Her daughter is six, and Carol is starting to worry about saving for her education, but isn’t sure where that money will come from.

“There’s only so many savings accounts you can have,” says Carol, whose income waffles between more than $2,500 a week when she’s working and $500 a week when she’s not working and on employment insurance. “I pull out of my savings a lot and pay my credit card in the lean times … It’s a pretty big feast-or-famine situation.”

She’s always wanted to travel to Japan and is hoping to use some of the income from her current gig to save for that. “That’s how I’m justifying it.”

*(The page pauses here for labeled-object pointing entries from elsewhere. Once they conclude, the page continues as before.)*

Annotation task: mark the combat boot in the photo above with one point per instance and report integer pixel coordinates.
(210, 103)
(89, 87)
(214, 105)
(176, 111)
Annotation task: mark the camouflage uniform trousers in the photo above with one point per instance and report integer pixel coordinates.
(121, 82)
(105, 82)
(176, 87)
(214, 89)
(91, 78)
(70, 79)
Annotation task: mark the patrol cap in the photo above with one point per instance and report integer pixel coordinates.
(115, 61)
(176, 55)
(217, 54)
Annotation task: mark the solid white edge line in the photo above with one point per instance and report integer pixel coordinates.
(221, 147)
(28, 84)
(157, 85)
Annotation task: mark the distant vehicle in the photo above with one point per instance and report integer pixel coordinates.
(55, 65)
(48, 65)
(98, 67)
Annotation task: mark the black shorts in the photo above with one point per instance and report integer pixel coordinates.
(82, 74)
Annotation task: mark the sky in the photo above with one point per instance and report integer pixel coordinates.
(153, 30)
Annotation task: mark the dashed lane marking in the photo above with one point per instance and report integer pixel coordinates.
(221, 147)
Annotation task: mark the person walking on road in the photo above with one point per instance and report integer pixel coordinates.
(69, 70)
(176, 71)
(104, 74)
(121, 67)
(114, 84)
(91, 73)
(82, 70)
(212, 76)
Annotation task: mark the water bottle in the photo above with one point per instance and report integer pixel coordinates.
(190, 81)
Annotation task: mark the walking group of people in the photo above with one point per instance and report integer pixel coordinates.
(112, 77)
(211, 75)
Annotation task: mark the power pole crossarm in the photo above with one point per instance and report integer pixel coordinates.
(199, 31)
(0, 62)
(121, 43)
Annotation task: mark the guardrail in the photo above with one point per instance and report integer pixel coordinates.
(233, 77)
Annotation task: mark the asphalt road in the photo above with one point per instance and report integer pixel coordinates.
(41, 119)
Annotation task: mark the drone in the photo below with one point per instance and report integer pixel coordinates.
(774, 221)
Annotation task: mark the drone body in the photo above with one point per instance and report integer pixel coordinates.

Carol says it’s good she likes her work, because she expects to be doing it until her body gives up.

“I probably won’t retire,” she says. “I don’t think about it at all.”


Her typical monthly expenses:

Investment and savings: $1,072

$200 to savings account.

$872 to RRSP. “A percentage of my paycheque goes to some Manulife thing.”

Servicing debt: $2,268

$750 to mortgage.

$1,000 to credit card. “I just spent like a drunken sailor around the holidays.”

$518 on car payment.

Household and transportation: $3,320

$200 to property insurance.

$342 on property tax. “It’s kind of a lot but it includes water.”

$500 on utilities. “Gas heat, gas stove, electricity.”

$833 on renovations. “A new front door and some new windows, and a heat pump.”

$300 on gas. “Driving to Toronto. I usually carpool once I’m there.”

$250 on parking space. “For when I’m working in Toronto.”

$315 on car insurance.

$100 on cellphone.

$80 on internet.

$400 on child care.

Food and drink: $1,200

$1,000 on groceries. “Just eating healthy, oh my gosh, it’s expensive.”

$100 on eating out.

$100 on entertainment and going out. “I don’t drink anymore.”

Miscellaneous: $434

$19 on Netflix.

$15 on apps. “Apple storage, Audible and Google storage.”

$200 on clothing. “My biggest indulgence.”

$100 on dog food.

$100 on contact lenses. “My benefits have $650 for glasses every two years but when you wear contacts that doesn’t do much.”